Transfer learning in guided wave testing of pipes

•Availability of experimental data in the NDT field is insufficient for ML training.•A transfer learning strategy to augment real data with simulations is proposed.•ML is applied to automatise the detection of pipe features in guided wave signals.•This strategy yielded great improvements for cases of scarce available “real” data.•VGG-Net achieved false positive rates of 1.5 to 4 % at a true positive rate of 99.7 % Guided wave testing (GWT) is a non-destructive testing (NDT) technique extensively used for in-service testing of pipes that allows the inspection of tens of metres of pipe in either direction from a single sensor position. The aims are to identify and locate all physical features found along the pipe in the axial direction, and in particular the presence of defects, such as cracks or corrosion patches. However, the signals output by GWT of pipes are complex to interpret, making the quality of inspection highly dependent on the operator skills. Due to such signal complexities, at present there is a lack of automated procedures that can help operators in this task.

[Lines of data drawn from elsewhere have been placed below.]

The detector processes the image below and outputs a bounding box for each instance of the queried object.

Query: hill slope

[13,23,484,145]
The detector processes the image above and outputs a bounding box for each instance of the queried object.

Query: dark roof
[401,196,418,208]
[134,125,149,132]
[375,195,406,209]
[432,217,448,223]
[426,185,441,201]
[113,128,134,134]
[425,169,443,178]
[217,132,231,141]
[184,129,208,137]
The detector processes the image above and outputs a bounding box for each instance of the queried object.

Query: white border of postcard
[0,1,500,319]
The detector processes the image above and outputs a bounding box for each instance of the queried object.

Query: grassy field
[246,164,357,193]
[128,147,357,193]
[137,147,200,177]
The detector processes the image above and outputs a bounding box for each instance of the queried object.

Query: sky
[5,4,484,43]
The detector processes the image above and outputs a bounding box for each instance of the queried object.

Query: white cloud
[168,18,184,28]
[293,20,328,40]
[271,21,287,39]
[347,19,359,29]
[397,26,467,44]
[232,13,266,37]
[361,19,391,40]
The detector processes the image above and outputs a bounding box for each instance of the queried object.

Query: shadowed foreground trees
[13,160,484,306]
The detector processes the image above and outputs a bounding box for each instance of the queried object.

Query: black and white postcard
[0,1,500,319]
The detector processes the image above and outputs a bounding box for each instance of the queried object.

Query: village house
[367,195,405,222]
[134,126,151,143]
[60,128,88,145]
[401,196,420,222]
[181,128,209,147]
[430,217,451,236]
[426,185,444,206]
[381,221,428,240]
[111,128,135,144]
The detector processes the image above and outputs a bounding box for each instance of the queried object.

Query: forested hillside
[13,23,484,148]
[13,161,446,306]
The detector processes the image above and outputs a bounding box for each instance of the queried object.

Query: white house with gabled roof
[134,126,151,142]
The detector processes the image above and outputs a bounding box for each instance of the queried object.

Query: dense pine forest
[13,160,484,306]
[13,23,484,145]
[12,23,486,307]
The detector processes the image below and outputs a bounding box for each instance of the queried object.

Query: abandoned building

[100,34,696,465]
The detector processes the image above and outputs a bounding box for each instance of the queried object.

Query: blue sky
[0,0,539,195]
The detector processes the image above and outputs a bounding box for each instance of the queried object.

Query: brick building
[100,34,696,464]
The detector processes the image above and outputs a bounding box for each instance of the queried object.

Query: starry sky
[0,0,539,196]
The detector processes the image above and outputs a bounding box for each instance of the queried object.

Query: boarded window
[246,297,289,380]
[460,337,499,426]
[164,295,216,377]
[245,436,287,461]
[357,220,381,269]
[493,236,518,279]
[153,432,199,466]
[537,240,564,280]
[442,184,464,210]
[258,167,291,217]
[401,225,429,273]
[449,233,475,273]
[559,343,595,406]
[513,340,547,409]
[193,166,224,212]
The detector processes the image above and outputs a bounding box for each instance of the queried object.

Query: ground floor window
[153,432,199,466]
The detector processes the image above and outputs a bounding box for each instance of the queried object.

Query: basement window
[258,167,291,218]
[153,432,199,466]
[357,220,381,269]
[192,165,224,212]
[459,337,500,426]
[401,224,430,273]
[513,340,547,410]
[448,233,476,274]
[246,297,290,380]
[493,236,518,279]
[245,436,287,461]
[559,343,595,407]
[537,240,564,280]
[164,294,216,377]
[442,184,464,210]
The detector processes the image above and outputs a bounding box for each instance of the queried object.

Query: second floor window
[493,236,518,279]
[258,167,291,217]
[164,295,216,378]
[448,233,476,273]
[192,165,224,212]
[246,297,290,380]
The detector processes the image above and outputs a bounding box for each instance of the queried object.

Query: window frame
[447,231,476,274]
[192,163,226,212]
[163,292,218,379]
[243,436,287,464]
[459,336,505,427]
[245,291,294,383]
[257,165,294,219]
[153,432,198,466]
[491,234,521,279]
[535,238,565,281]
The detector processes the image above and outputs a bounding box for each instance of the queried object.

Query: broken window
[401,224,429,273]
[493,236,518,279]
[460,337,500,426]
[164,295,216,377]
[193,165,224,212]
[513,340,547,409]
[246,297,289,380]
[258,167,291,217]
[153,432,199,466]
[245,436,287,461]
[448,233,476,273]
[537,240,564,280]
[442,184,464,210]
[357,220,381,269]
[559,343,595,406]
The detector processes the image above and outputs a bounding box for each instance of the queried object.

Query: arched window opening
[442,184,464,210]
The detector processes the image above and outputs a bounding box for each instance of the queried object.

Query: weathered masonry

Some of the recently developed machine learning (ML) algorithms are expected to possess the modelling capabilities required to address such a classification task, though they would typically need hundreds if not thousands of labelled input data for their training. This amount of experimental data is seldom available in the NDT field, particularly with regards to the damage cases. The main purpose of this article is to investigate whether, and how, it is possible to augment an available set of labelled experimental data with a synthetic dataset having characteristics that are similar but still distinct from the real ones. This is studied by training three different ML models with various combinations of actual and simulated data pertaining to GWT of pipes, the goal being the automated detection of reflections from pipe features within the inspection traces. The results demonstrate that when there is scarce availability of experimental data, substantial detection improvements can be achieved by pre-training the chosen ML model with synthetic data, before fine-tuning it on actual inspection data. In particular, the ML algorithm that is found to perform best for this task is a VGG-Net model, which is shown to yield false positive rates in the order of ∼1.5 to 4 % at the fixed true positive rate of 99.7 %.